Why QT Prolongation Matters When Prescribing Antibiotics

When you give a patient an antibiotic like ciprofloxacin or azithromycin, you’re not just treating an infection-you’re also putting their heart under subtle stress. One of the quietest but most dangerous side effects of certain antibiotics is QT prolongation, a delay in the heart’s electrical recovery that can trigger a life-threatening rhythm called Torsades de Pointes. It doesn’t always show symptoms until it’s too late. That’s why monitoring isn’t optional-it’s essential.

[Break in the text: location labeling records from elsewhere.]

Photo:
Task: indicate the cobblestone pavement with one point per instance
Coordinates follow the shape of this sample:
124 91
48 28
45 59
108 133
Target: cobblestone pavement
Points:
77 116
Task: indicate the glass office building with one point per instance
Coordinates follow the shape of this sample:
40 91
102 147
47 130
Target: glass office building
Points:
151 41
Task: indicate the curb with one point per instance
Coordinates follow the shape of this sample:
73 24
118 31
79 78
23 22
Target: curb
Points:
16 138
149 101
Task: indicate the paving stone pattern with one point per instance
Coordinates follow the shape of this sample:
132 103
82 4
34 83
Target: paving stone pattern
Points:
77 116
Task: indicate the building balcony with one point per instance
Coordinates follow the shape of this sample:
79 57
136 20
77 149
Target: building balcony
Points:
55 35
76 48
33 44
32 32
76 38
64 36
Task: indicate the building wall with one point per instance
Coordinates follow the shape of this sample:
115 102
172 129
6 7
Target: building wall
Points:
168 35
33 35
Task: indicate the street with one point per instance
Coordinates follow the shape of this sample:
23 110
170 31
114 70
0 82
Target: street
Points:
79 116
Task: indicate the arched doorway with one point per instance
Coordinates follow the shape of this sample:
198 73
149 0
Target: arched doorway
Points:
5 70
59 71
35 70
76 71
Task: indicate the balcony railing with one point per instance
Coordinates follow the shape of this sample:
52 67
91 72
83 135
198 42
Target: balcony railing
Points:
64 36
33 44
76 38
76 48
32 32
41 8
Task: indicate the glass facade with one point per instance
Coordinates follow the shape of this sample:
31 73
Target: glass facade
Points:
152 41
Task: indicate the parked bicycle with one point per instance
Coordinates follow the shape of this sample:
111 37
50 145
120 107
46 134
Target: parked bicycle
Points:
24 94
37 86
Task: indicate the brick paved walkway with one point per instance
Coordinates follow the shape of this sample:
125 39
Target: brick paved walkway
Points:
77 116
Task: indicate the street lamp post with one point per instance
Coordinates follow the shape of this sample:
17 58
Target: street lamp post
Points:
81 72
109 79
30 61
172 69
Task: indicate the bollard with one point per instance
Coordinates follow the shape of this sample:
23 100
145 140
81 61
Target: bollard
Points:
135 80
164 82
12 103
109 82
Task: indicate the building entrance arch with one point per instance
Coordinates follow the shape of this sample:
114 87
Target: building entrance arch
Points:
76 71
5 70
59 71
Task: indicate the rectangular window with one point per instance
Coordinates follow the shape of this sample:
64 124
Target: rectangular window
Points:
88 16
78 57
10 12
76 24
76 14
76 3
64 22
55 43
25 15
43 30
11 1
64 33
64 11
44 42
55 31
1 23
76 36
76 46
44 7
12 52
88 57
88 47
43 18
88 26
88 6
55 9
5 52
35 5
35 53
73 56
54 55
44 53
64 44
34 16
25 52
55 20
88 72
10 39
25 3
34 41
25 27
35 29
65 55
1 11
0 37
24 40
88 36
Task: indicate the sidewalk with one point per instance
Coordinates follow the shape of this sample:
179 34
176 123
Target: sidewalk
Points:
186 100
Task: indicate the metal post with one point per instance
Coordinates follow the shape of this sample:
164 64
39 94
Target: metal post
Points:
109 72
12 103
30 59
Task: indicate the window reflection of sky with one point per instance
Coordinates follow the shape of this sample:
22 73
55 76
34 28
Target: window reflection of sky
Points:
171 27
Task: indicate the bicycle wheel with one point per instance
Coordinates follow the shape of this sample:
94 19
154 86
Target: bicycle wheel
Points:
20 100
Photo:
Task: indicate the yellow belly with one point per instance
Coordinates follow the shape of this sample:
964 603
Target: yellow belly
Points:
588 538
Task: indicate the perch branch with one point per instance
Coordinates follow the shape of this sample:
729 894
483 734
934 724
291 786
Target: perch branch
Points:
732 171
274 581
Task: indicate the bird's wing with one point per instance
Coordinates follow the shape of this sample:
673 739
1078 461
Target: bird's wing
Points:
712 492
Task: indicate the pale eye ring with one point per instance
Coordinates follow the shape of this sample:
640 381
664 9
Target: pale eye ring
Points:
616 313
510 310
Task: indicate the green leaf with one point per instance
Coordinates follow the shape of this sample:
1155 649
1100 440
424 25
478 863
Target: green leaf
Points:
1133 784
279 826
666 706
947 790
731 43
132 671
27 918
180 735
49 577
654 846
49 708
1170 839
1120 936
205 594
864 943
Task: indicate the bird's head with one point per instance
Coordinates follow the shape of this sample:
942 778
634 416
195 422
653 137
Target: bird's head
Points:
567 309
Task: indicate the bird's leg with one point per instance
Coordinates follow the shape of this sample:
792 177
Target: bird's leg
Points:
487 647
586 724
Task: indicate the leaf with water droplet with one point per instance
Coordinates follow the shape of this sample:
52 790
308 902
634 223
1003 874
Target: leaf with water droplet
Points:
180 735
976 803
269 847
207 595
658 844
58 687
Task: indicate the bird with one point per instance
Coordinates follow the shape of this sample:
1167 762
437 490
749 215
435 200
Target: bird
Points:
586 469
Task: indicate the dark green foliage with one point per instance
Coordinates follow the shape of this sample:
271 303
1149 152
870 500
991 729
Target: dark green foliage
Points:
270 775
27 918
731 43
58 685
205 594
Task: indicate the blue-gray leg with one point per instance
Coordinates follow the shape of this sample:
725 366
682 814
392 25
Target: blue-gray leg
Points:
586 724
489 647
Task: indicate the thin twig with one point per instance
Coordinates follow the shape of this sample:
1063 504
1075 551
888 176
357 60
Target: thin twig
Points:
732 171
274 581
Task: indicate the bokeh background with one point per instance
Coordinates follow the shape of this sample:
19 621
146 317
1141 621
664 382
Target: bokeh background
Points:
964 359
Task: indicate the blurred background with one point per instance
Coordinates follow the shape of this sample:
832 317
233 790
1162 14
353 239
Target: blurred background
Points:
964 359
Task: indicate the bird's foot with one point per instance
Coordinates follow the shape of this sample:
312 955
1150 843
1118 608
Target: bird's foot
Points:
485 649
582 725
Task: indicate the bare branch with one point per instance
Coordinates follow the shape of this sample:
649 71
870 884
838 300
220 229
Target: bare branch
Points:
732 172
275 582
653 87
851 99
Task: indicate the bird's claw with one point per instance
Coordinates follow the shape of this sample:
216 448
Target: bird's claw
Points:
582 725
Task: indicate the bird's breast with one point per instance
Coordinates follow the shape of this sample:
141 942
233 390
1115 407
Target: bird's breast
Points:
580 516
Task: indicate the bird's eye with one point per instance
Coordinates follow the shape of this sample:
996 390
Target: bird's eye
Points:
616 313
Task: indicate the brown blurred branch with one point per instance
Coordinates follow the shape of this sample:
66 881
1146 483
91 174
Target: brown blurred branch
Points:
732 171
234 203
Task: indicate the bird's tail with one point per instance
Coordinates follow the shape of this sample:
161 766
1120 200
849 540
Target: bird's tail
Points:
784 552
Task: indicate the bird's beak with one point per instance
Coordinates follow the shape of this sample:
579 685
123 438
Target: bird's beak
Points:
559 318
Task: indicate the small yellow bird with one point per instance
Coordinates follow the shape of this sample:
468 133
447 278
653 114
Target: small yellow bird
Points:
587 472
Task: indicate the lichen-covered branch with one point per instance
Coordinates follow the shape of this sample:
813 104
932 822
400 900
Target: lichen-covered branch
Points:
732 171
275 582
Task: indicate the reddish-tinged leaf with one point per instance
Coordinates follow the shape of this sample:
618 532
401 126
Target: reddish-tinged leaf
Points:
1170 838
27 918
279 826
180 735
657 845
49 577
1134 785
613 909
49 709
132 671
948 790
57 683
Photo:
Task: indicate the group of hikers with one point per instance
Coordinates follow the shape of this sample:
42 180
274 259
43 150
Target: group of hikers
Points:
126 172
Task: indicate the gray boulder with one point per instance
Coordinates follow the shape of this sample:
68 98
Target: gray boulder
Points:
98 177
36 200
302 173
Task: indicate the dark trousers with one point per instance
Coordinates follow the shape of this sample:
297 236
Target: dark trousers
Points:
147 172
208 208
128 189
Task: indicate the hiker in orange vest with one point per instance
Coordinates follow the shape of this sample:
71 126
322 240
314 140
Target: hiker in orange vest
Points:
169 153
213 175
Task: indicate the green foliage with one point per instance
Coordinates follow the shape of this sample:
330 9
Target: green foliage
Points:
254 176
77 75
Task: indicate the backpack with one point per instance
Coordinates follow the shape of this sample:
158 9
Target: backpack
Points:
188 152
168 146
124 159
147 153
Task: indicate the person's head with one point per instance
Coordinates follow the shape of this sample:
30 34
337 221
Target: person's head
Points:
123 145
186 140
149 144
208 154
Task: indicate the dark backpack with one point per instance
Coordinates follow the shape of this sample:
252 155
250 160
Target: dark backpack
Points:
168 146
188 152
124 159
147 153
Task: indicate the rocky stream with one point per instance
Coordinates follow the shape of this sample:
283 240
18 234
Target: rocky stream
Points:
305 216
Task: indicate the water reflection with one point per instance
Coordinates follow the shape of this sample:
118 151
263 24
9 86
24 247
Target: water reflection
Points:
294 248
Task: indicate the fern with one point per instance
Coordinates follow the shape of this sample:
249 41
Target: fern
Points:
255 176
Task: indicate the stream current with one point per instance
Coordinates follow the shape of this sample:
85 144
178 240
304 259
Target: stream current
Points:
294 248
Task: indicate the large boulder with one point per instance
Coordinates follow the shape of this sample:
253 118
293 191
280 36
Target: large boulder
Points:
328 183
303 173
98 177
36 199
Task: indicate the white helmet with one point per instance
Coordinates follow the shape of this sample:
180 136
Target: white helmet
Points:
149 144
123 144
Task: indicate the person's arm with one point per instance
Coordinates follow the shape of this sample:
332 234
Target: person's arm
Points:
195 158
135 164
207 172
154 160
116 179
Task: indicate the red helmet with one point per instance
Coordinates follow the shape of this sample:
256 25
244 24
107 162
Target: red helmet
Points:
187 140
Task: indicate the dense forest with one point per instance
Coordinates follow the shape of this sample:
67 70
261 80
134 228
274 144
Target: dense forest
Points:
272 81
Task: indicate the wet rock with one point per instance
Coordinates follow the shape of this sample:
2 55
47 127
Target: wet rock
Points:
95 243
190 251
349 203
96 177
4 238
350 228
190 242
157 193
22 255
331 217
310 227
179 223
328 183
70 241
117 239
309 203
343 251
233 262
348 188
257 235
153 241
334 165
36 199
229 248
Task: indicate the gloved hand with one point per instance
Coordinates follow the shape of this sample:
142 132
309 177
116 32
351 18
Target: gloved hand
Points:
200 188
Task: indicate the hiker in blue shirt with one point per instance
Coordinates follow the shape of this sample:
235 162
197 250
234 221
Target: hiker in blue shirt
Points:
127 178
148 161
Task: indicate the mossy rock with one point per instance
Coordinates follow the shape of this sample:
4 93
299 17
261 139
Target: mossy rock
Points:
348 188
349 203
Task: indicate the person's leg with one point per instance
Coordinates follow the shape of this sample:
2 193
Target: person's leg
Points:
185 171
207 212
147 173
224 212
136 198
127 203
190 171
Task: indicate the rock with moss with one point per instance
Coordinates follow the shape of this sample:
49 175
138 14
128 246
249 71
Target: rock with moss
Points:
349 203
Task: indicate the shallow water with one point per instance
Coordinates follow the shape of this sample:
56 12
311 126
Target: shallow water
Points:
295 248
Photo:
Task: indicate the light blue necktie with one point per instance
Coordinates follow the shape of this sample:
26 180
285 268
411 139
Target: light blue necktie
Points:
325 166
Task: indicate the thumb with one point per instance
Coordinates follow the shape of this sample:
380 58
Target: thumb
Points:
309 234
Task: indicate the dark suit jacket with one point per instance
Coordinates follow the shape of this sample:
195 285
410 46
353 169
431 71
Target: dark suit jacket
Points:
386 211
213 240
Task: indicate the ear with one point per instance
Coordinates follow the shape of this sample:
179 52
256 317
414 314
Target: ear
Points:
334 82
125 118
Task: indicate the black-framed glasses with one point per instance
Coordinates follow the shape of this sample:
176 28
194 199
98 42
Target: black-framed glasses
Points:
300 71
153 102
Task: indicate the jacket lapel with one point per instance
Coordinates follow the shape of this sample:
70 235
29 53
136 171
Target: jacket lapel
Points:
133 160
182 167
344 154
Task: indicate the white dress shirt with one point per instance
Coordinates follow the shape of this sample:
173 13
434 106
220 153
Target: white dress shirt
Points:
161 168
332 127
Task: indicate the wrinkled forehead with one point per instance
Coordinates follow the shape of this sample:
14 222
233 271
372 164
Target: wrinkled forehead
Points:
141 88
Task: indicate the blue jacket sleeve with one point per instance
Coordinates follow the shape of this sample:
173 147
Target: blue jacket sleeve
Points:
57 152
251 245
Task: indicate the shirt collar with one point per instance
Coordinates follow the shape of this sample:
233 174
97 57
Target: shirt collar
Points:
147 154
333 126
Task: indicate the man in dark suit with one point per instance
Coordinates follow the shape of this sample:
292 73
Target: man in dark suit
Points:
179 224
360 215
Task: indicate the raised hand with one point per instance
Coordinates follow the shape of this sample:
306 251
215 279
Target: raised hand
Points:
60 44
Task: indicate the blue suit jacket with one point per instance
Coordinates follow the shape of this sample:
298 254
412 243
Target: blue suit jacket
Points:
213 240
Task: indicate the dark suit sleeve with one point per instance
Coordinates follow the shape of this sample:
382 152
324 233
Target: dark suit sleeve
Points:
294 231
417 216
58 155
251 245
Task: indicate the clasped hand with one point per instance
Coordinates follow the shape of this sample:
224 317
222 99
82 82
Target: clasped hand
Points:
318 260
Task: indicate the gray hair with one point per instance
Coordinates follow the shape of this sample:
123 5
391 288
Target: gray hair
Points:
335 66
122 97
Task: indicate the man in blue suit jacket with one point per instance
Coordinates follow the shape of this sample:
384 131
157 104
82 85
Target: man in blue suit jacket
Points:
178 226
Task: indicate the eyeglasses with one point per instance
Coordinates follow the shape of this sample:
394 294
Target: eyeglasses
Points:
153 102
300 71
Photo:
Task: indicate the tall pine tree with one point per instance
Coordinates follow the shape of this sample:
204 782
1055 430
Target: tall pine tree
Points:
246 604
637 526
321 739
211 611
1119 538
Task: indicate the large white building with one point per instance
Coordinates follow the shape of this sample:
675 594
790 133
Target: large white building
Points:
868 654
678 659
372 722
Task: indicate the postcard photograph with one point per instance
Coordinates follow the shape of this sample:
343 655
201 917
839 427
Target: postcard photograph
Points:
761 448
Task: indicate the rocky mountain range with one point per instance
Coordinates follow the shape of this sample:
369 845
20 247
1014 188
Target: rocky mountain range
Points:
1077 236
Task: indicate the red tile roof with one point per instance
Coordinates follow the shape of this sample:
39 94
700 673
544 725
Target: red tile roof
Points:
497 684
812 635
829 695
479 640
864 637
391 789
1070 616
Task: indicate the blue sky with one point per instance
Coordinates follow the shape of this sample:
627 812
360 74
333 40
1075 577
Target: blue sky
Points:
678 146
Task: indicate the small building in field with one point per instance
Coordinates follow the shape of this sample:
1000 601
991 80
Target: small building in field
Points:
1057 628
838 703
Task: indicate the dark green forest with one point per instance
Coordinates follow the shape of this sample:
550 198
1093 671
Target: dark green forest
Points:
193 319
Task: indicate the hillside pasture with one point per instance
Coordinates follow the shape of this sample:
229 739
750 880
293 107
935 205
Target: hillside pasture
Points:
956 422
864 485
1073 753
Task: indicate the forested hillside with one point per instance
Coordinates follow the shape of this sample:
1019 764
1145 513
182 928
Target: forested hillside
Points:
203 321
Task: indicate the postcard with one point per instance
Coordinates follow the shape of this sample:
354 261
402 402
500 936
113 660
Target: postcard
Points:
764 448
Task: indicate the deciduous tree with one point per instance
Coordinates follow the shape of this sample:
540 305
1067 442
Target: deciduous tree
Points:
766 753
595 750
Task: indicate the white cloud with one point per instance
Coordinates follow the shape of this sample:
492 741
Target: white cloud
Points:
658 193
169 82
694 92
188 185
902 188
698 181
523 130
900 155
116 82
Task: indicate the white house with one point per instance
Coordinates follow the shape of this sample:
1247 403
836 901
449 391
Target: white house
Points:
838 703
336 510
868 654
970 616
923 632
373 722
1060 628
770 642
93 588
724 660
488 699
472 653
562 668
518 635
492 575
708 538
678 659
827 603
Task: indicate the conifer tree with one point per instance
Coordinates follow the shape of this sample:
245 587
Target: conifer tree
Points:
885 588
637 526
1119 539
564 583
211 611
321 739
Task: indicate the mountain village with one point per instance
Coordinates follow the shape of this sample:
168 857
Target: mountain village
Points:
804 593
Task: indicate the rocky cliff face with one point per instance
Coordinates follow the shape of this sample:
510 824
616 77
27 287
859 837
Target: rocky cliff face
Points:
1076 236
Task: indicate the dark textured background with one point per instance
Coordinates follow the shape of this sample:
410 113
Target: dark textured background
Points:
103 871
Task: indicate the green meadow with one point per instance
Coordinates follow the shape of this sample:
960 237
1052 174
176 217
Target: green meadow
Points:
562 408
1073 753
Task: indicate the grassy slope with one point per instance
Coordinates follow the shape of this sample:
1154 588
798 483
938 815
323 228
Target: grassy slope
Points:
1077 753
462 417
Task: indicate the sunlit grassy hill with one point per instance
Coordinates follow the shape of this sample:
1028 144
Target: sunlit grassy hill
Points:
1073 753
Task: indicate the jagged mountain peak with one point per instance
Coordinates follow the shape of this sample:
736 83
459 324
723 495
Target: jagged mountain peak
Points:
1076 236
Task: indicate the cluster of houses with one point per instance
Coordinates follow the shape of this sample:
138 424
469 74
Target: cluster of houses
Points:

Fluoroquinolones and macrolides are two of the most commonly prescribed antibiotic classes, and both are on the CredibleMeds® list of drugs known to prolong the QT interval. The problem isn’t just the drugs themselves-it’s how often they’re used in people who already have other risk factors: older age, low potassium, heart disease, or taking multiple QT-prolonging medications at once. In a 2025 study of older women in long-term care with simple urinary tract infections, researchers found that many were on three or more drugs that each added a little more risk. Put together, that’s a recipe for cardiac arrest.

How These Antibiotics Affect the Heart

Both fluoroquinolones and macrolides work by blocking the hERG potassium channel in heart cells. This channel is responsible for letting potassium flow out during the heart’s repolarization phase. When it’s blocked, the heart takes longer to reset after each beat. That delay shows up on an ECG as a longer QT interval.

Not all drugs in these classes are equal. Among fluoroquinolones, moxifloxacin carries the highest risk, followed by levofloxacin and then ciprofloxacin. Ciprofloxacin is considered low risk-but that doesn’t mean zero. In ICU patients receiving high doses intravenously, even ciprofloxacin caused measurable QT prolongation. Among macrolides, erythromycin is the worst offender, with effects similar to antiarrhythmic drugs like sotalol. Azithromycin is much safer, but it’s not risk-free, especially in people with existing heart conditions.

Back in the 1990s, sparfloxacin was pulled from the market because too many patients developed Torsades de Pointes. Grepafloxacin never made it to U.S. shelves for the same reason. These weren’t rare cases. They were warning signs we ignored for too long.

What Counts as a Dangerous QT Prolongation?

There’s no single number that says “danger,” but guidelines give us clear thresholds. According to the British Thoracic Society (2023), a corrected QT interval (QTc) over 450 ms for men and 470 ms for women is considered prolonged. If it hits 500 ms or more, or increases by more than 60 ms from baseline, you need to act immediately.

But here’s the catch: not every long QT is real. Conditions like bundle branch blocks, paced rhythms, or a wide QRS complex (>140 ms) can make the QT look longer than it is. If you’re not accounting for these, you might stop a safe drug unnecessarily-or miss a real danger. That’s why using the right formula to correct for heart rate matters. Bazett’s formula (QTc = QT / √RR) is still common, but it overcorrects at fast heart rates and undercorrects at slow ones. The Fridericia formula (QTc = QT / √RR³) is more accurate and now recommended by experts because it better predicts mortality risk.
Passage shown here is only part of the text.